Sekarang yang harus kulakukan adalah mencari tempat untuk tidur dan bergabung dengan penumpang yang lain. Aku tak tahu apakah aku bisa bertahan sampai tiba di pelabuhan selanjutnya, aku tak tahu apa yang akan terjadi kalau mereka menangkapku. Namun, sejak dulu hidupku selalu seperti ini, dipenuhi ketidak pastian, dipenuhi penolakan. Aku hidup di lingkungan keras, tak pandang umur dan jenis kelamin, kalau mau bertahan hidup ya harus bisa mengurus diri sendiri.

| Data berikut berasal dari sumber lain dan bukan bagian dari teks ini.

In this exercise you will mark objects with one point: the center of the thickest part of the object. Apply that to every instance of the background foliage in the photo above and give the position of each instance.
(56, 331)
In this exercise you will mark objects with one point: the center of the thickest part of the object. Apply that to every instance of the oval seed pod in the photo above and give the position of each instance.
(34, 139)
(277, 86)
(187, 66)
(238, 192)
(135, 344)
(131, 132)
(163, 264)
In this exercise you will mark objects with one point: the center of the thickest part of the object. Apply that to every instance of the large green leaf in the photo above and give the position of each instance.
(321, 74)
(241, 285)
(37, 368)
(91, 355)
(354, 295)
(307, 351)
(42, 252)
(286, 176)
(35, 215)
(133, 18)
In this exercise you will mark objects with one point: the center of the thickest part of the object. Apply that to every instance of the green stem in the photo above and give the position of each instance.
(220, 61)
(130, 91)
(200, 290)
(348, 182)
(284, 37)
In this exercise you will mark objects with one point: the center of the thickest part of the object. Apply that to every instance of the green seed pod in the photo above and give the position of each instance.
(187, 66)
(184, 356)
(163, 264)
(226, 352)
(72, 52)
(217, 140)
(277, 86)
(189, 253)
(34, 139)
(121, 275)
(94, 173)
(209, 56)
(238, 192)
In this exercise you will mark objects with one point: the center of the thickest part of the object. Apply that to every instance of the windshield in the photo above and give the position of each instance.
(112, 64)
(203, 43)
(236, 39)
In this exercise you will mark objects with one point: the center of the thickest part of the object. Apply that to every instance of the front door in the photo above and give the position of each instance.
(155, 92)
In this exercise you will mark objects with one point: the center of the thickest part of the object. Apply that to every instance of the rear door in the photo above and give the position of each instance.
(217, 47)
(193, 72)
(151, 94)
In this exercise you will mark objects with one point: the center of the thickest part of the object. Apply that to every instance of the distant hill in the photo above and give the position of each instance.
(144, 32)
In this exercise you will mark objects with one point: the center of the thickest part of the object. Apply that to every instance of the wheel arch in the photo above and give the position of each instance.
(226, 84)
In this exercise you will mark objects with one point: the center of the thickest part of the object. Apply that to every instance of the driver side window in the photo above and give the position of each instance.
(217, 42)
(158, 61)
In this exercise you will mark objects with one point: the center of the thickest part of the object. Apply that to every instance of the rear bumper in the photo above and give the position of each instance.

"Apa yang kau lakukan di sini?"

Suara berat itu berhasil membuatku melompat kaget berbalik badan. Tubuh tinggi seorang pria telah berdiri menatapku galak, pakaiannya tak salah lagi adalah seorang awak kapal.

"Me-mencari toilet," jawabku pelan.

Namun, sebelum pria itu membalas lagi, tiba-tiba terdengar suara berdebum dan terjadi guncangan hebat yang membuat keseimbangan kami nyaris hilang.

"Lupakan toilet, kita harus segera pergi."

Pria berbahu lebar itu menarik lenganku buru-buru ke atas dek kapal, dek luar yang menampilkan pemandangan mengerikan, saat ini sedang terjadi badai besar. Langit malam kelam sesekali menjadi terang saat kilat menyambar, aku bisa melihat ombak-ombak tinggi di sekitaran kapal, juga merasakan angin yang sejak tadi berembus kencang membuat air hujan yang menampar wajah menjadi terasa sakit. Sudah banyak orang mengantri hendak naik sekoci, kapal kecil penyelamatan.

Namun, nampaknya mereka sangat tidak kondusif, banyak yang saling dorong hingga jatuh ke lautan dan langsung menghilang saat itu juga. Aku tak berani mendekat, berpegangan pada pagar pembatas, menahan topi baretku meneguk ludah. Ini gawat, aku tak yakin tubuh dua belas tahunku bisa melawan tubuh dewasa mereka.

"Untuk hidup abadi, dibutuhkan pengorbanan abadi pula."

Awak kapal yang menarik lenganku tadi tiba-tiba bicara seperti itu membuatku menengok ke arahnya. Dan saat aku menatap dalam matanya, entah kenapa aku sadar, bahwa semua ini adalah kesengajaan.

Dia menatapku tanpa perasaan, mencekik leherku dengan lengannya, lalu melempar tubuhku dari atas kapal.

Aku menatapnya tak berkedip, nasibku selalu tidak jelas. Tapi saat tubuhku menembus permukaan air, seketika suara-suara di sekitar lenyap. Aku tak bisa berenang, napasku sesak, tapi anehnya, aku tidak melawan. Tubuhku terus tenggelam ke dasar laut dalam, semakin gelap sampai aku tak bisa melihag apa-apa.

Apakah sekarang nasibku jelas?

Aku tidak bisa bernapas, dadaku sakit sekali, kesadaranku sangat tipis. Yang kuingat sebelum kesadaranku benar-benar hilang adalah, aku melihat cahaya biru menghampiriku. Mungkin itu ikan besar yang suka makan daging, entahlah, toh aku akan mati.